Session 1632: New and Unsolved Problems of Medieval Lyrics and Epics

Thursday 4 July 2013, 11.15-12.45

Moderator/Chair:Sieglinde Hartmann, Oswald von Wolkenstein-Gesellschaft, Frankfurt am Main
Paper 1632-aWhy Did the Anglo-Saxons Like Sigemund?
(Language: English)
Catalin Taranu, Institute for Medieval Studies, University of Leeds
Index terms: Historiography - Modern Scholarship, Language and Literature - Comparative, Language and Literature - Old English, Language and Literature - Scandinavian
Paper 1632-b'In Kürenberges wîse': The Transmission of Minnesang
(Language: English)
Edward R. Haymes, Department of Modern Languages, Cleveland State University, Ohio
Index terms: Language and Literature - German, Literacy and Orality, Music
Paper 1632-cThe Troubadours and the Feminine Archetype
(Language: English)
John Douglas Gray, Independent Scholar, Boulder, Colorado
Index terms: Language and Literature - Other, Music, Women's Studies
Abstract

Paper -a:
Siegfried, the epitome of Germanic prowess, is strangely missing precisely in the first attestations of the narratives that would later make up the Middle High German Nibelungenlied and the Old Norse Volsungasaga, where he is the protagonist. In his place we find Sigemund, his less-renowned father, seamlessly playing his role in these early narratives.
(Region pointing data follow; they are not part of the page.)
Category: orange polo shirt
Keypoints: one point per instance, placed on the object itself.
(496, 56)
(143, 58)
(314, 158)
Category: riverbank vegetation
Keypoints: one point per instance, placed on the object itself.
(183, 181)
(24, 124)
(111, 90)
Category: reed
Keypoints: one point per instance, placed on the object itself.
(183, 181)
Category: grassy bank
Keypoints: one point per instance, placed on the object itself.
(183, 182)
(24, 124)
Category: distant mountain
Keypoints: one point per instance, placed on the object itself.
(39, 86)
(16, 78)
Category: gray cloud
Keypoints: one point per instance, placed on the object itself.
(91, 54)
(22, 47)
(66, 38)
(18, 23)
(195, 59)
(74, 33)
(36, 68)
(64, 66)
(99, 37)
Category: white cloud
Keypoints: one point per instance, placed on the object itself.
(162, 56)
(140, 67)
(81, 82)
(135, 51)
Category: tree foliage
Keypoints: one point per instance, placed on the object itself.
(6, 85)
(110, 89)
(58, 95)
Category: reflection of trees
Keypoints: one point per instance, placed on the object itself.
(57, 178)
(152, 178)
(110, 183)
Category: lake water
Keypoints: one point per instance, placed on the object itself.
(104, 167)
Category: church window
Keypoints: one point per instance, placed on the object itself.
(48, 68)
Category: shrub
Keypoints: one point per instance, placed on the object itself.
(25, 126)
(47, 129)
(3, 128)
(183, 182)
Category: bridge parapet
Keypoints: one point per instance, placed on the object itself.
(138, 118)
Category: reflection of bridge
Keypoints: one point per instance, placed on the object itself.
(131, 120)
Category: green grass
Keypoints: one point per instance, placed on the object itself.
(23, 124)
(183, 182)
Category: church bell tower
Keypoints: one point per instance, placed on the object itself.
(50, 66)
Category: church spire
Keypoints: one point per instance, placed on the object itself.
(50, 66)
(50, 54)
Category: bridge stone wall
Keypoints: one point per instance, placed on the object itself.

This paper examines how this came to be, and in the process, reviews the Protean embodiments of the Siegfried legends and brings previous scholarship under scrutiny, including a critical assessment of the very notion of 'Germanic heroic poetry'.

Paper -b:
Almost two centuries separate the life of the Austrian (we think) singer known simply as Der von Kürenberc and the first written sample of his verse. We know almost nothing about the singer or the transmission of his songs beyond the inclusion in the famous Swiss collection of Minnesang known popularly as the Mannesische Handschrift. The manuscript also includes a 'portrait' of the singer that doesn't tell use any more. In my paper I would like to propose a somewhat novel approach to the transmission of his songs. This includes the singer's adoption of an epic stanza for most of his poems and the use of melodies in the transmission of lyric stanzas.

Paper -c:
Building on the research of two previous papers presented at the Leeds IMC (2009 and 2011), The Troubadours and the Feminine Archetype is a continuing investigation into the societal, archetypal, and psychological underpinnings of the late medieval tradition of courtly love or fin'amor. The tradition was a rite of social refinement endured by a male as he would pay lengthy homage to his lady - thereby indefinitely deferring romantic pleasure. For this paper, I suggest that the Provencal region provided particularly fertile soil for the unfettered poetic development of the ideals of fin'amor as the region: 1) was susceptible to numerous influences (including heretical influences) due in part to its geographical context; 2) enjoyed relative autonomy from the control of both Church and State; 3) manifested a more 'horizontal' social structure than the hierarchical 'vertical' social structures of the north; and 4) consequently held women in higher esteem than was the case in the north.